I knew he was a good writer from Ain’t It Cool, but writing reviews and telling stories are two different things. And now it comes out next Tuesday (February 26th). “Dreams And Shadows”. It’s extraordinary. And now we’ve written four more scripts together.

With the Blu-ray coming out this week, what are some of the special features you’re excited for people to see? Anything left on the cutting room floor?

Derrickson: I think I speak for Cargill and I in that the special features we’re most proud are the two deleted scenes with Angela Bettis (May, The Woman, The ABC’s Of Death). And they’re not small scenes, they’re big scenes. We wrote them expressly with her in mind, we love her as an actress. And she knocked these scenes out of the park. They were well shot and well acted and worked as individual scenes, but when we were cutting the film they just didn’t need to be there to tell the story and they broke the spell of the movie.

That was a difficult process for me to call Angela, who I adore, and say, “I’ve cut you out of the movie.” And God bless her, she still showed up at the SXSW screening. I just adore her. And I’m excited for people to see the scenes, she’s great in them. But when you see them it will also be clear why they’re not in the movie.

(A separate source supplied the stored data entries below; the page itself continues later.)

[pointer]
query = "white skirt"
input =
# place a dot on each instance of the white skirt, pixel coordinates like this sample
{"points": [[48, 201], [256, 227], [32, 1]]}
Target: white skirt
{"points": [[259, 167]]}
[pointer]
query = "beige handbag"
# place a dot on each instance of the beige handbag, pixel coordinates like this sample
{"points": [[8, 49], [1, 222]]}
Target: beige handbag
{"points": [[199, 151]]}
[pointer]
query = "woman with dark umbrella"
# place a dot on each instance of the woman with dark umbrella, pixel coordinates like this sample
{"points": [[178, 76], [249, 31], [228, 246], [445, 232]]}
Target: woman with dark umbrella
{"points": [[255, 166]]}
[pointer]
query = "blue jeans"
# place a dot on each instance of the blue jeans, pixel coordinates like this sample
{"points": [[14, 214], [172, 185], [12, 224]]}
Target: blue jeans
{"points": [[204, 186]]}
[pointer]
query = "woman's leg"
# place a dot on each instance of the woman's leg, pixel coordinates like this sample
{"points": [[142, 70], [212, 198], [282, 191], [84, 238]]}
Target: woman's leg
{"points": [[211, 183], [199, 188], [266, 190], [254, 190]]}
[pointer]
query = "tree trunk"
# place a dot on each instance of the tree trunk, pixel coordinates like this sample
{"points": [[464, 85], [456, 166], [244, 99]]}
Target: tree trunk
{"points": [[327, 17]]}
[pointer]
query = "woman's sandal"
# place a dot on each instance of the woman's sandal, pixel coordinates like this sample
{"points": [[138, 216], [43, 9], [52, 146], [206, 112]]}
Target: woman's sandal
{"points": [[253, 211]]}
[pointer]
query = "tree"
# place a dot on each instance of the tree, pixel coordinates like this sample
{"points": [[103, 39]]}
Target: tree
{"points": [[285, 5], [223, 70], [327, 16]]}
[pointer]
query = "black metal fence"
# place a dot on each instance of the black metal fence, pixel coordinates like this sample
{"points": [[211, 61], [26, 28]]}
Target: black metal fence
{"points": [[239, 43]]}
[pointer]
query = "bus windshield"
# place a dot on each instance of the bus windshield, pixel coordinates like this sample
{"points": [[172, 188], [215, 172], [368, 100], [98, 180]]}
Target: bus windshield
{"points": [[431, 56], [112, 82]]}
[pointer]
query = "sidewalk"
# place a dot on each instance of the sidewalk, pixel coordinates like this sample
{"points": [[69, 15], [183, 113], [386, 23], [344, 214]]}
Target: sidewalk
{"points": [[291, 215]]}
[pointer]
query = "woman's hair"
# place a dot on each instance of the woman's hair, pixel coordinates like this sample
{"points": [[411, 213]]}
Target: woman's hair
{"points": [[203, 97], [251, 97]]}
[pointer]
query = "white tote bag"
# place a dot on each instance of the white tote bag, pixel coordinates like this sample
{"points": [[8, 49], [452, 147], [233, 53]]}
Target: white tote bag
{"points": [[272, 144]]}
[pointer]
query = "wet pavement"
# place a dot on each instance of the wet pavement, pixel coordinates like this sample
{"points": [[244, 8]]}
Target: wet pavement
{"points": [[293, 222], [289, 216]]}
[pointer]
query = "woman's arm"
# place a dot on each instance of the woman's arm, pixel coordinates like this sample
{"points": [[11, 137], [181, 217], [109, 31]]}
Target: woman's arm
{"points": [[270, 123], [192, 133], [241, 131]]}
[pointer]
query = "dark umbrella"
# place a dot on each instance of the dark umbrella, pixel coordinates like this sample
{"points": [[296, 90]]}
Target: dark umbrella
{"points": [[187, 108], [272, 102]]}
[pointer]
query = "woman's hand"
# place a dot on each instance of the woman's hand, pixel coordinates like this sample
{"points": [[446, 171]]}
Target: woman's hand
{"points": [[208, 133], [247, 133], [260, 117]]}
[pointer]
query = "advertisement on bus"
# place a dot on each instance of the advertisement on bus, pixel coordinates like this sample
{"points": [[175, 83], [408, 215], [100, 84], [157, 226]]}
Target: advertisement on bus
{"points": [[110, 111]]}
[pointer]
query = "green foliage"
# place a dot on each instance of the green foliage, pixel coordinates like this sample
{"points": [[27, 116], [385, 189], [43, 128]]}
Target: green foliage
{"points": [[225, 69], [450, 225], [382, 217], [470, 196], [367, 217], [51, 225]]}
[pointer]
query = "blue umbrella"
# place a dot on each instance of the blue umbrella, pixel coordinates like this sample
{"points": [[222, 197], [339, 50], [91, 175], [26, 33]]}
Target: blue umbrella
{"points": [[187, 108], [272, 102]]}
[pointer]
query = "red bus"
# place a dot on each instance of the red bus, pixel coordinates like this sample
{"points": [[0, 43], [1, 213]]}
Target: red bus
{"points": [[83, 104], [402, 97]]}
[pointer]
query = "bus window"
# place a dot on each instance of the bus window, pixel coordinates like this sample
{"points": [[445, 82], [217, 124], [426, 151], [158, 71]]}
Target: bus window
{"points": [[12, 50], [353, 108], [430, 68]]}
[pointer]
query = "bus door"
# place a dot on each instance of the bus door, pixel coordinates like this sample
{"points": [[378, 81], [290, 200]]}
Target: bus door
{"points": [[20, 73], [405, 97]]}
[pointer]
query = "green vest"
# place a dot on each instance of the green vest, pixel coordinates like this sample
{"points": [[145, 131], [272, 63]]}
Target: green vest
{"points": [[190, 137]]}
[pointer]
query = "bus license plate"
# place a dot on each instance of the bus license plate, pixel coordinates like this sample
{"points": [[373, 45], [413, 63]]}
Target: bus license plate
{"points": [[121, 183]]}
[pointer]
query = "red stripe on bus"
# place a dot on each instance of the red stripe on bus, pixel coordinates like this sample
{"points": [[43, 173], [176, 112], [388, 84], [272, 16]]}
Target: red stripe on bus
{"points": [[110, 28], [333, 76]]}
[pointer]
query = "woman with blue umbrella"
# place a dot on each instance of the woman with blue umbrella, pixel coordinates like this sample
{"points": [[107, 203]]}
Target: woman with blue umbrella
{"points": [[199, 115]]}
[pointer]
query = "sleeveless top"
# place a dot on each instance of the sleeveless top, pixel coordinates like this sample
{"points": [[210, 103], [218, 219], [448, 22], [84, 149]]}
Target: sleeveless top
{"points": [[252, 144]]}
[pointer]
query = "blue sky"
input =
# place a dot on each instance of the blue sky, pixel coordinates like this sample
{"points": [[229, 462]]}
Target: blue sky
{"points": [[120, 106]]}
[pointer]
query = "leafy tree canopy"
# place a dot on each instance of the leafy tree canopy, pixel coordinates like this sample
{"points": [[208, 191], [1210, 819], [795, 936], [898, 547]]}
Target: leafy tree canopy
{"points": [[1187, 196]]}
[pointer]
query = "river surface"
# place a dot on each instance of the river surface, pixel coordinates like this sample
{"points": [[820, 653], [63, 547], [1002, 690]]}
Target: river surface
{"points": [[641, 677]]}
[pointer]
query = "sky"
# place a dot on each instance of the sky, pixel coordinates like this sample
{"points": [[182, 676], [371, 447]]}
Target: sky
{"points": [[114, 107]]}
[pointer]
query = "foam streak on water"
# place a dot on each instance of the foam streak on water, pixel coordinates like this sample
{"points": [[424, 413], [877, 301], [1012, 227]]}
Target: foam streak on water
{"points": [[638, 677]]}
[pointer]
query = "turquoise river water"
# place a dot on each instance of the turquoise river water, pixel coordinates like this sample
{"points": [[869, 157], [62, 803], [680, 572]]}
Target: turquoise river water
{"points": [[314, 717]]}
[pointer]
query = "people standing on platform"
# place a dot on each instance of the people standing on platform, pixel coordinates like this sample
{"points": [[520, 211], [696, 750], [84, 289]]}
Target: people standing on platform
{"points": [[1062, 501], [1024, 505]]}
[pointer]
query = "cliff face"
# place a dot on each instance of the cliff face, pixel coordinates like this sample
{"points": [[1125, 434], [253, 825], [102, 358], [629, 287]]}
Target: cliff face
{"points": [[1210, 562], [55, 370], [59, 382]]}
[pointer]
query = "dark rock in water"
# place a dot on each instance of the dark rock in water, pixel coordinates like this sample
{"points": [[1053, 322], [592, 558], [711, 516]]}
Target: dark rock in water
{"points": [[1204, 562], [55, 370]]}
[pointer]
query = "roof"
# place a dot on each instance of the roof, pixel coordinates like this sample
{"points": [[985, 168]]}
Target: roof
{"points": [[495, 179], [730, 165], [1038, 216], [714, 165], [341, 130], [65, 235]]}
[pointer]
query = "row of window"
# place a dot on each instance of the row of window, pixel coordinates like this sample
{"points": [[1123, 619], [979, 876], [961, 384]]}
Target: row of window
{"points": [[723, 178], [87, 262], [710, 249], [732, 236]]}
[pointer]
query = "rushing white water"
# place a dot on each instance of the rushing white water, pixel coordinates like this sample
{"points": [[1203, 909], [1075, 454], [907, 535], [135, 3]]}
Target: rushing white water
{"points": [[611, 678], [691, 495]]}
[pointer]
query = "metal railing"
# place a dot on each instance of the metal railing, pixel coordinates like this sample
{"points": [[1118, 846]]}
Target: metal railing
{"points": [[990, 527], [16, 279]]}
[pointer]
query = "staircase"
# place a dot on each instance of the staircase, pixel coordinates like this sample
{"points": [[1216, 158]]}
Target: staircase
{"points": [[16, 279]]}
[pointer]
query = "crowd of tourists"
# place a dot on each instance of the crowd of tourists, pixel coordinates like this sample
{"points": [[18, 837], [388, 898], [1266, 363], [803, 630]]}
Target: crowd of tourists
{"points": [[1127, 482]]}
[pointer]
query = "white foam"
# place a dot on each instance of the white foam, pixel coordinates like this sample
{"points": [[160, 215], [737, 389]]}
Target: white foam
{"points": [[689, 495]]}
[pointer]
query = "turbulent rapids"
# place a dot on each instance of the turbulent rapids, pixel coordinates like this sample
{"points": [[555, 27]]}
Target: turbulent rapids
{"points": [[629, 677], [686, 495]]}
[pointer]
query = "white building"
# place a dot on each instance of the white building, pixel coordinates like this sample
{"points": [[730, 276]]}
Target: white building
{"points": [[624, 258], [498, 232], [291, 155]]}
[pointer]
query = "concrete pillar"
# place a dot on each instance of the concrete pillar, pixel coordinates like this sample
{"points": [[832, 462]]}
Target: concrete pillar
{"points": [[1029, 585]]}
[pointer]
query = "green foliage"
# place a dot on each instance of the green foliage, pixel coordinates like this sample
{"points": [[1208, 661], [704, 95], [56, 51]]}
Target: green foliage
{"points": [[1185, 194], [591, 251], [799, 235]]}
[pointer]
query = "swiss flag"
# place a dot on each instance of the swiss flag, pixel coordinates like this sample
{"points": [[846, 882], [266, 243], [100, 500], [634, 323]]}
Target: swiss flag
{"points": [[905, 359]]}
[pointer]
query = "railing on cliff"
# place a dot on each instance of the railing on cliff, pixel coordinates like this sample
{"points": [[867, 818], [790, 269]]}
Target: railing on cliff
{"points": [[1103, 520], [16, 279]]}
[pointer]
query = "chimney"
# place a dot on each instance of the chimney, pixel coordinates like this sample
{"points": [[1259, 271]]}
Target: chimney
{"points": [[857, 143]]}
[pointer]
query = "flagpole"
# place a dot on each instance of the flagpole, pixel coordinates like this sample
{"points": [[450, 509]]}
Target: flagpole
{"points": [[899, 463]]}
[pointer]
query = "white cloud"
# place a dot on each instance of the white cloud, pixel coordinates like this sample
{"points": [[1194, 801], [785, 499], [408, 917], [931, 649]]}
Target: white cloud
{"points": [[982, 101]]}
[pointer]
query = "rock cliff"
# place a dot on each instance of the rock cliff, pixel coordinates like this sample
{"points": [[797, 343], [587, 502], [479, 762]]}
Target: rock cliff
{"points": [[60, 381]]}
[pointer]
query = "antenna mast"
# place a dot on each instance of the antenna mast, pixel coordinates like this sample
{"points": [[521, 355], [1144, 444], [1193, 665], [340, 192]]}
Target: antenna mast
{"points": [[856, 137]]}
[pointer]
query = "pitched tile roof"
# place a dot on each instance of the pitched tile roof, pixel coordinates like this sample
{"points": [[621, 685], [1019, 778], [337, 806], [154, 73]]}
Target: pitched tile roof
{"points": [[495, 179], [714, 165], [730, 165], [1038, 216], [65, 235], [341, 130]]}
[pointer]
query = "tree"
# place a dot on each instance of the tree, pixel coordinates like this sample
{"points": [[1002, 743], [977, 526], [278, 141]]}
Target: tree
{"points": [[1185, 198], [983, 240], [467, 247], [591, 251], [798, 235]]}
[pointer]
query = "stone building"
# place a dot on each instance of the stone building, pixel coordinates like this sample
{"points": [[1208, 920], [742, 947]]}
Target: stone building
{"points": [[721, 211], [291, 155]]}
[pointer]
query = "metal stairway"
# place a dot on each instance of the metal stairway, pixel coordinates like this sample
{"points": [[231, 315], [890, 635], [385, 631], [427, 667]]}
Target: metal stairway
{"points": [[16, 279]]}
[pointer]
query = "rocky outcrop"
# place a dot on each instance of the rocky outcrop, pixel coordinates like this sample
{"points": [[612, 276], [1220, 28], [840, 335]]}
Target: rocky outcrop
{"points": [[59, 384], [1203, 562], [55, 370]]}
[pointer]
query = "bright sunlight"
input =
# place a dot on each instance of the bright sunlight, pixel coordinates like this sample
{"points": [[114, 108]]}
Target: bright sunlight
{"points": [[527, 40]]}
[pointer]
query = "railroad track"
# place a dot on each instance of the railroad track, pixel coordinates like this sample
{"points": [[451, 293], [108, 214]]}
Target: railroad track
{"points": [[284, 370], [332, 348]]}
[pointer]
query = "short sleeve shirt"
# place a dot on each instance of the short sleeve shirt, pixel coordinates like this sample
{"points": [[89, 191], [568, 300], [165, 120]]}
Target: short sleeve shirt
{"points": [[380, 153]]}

And you guys have Deus Ex coming along, how’s that shaping up?

Derrickson: Awesome. We’ve done a draft, we met with the game company up in Montreal last week and we couldn’t be more excited about it.

Cargill: And everybody involved is awesome and really gets this property and really wants to make an amazing cyber-punk film.

So you don’t feel that they’re being overly precious? They’re letting do what needs to be done to make it a real movie?

Derrickson: There’s a very positive energy around it.I think it’s because everyone involved has a similar love for the game itself and for that reason, everyone wants to protect the same things. And everyone understands that video game movies have tended not to be good. And there’s a reason for that and we’re all trying to make the transition from video game to movie without falling into those same pits.

Sinister didn’t cost a lot of money, but it did very well. So it’s almost my due diligence to ask about the potential sequel we’ve been hearing rumblings about. What’s the status of Sinister 2?

Derrickson: People are talking about it. They’re interested, but there’s nothing definite yet. People like it, it did well. So there’s interest and people are having conversations. But that’s it for right now.